Ein Zitat scheint mir dafür exemplarisch, deswegen nehme ich es hier auf:
.. Ilan Goldenberg hat in der Huffington Post nicht die großen Worte kommentiert, sondern die leiseren und stellt fest:
“Egal wie populär er überall auf der Welt sein mag, der Präsident könnte niemals die Schäden, die in acht Jahren angerichtet wurden, in drei Monaten reparieren”. Es sei eine gute Woche für die amerikanische Diplomatie gewesen. .. "
Ja, das stimmt.
Nach der Lektüre des De Lapuente'schen Elaborats bleibt bei mir die Frage:
Was hat er denn erwartet? Dem Stil nach zu urteilen könnte auch die bedauerliche Tatsache daß der "Schiefe Turm" nichts gegen seine Schieflage unternimmt Gegenstand der Erörterung sein - es käme auf das Gleiche heraus: Eine Verurteilung, eine Abqualifizierung, ein Verriß ....
Inhalt
Eine pauschale Verurteilung in Bausch und Bogen - damit ist niemandem geholfen. Zumal ich keine einzige Zeile lese in der Alternativen dargestellt werden. Obama niedermachen und als "Demagoge" kennzeichnen, ihn brandmarken und ihm zu unterstellen er nutze seine Hautfarbe als Mittel zum Zweck ist zu leicht. Nein, es ist 'billig'!

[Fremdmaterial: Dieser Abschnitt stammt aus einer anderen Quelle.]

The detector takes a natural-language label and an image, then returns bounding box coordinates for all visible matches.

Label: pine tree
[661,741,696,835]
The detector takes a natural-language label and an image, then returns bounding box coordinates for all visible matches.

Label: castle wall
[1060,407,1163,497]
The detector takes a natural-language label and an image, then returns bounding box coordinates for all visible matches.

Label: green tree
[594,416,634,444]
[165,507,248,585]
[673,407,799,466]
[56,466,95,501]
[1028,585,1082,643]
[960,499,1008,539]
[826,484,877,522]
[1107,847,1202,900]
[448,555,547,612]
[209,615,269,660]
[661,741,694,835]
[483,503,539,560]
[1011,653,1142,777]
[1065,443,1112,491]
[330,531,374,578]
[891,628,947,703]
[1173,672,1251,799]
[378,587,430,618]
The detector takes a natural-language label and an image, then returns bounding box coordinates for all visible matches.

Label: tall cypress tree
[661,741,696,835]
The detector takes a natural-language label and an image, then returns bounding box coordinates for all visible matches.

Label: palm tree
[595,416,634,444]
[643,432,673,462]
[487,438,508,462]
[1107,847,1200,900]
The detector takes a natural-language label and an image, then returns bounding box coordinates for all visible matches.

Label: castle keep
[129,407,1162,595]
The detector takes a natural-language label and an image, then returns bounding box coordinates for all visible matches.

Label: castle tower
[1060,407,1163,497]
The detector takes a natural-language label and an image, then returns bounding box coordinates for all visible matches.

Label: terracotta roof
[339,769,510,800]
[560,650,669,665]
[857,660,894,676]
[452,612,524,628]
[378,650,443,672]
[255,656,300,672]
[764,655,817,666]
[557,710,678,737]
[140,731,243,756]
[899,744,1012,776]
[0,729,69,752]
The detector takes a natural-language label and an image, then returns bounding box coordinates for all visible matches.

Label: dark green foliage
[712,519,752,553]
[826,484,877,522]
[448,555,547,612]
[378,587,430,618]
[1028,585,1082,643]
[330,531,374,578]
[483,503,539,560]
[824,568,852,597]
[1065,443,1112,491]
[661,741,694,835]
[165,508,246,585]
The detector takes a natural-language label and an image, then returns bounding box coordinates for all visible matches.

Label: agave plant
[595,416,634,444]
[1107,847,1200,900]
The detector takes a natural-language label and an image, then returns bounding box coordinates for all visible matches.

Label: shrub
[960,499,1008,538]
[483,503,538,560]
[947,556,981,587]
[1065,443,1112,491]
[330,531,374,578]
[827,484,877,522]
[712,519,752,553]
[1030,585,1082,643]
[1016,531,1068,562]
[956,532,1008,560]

Ich habe alle verfügbaren Pressekonferenzen und veröffentlichten Wochenansprachen gesehen/gehört [Whitehouse.com / Blog] und da ist mir der Obama - von dem Roberto J. De Lapuente spricht - nicht begegnet. Ganz im Gegenteil: Alles offengelegt, jede Ausgabe mit Sinn und Höhe dokumentiert, Absichten erörtert und abweichende Sicht in gleicher Wertigkeit dargestellt .... ich wünschte mir, wir hätten erstens Politiker die so bemüht sind Öffentlichkeit zu schaffen und die vor allem wissen wo ihr Volk der Schuh drückt - hier wird doch das Wahlvolk absichtlich für dumm verkauft und im Unklaren gelassen, ja man geht in der Politik hierzulande mittlerweile soweit es offen auszusprechen daß man im Zweifel auch über den 'unqualifizierten' Volkswillen hinaus regieren will - und bedauerlicherweise ja auch kann.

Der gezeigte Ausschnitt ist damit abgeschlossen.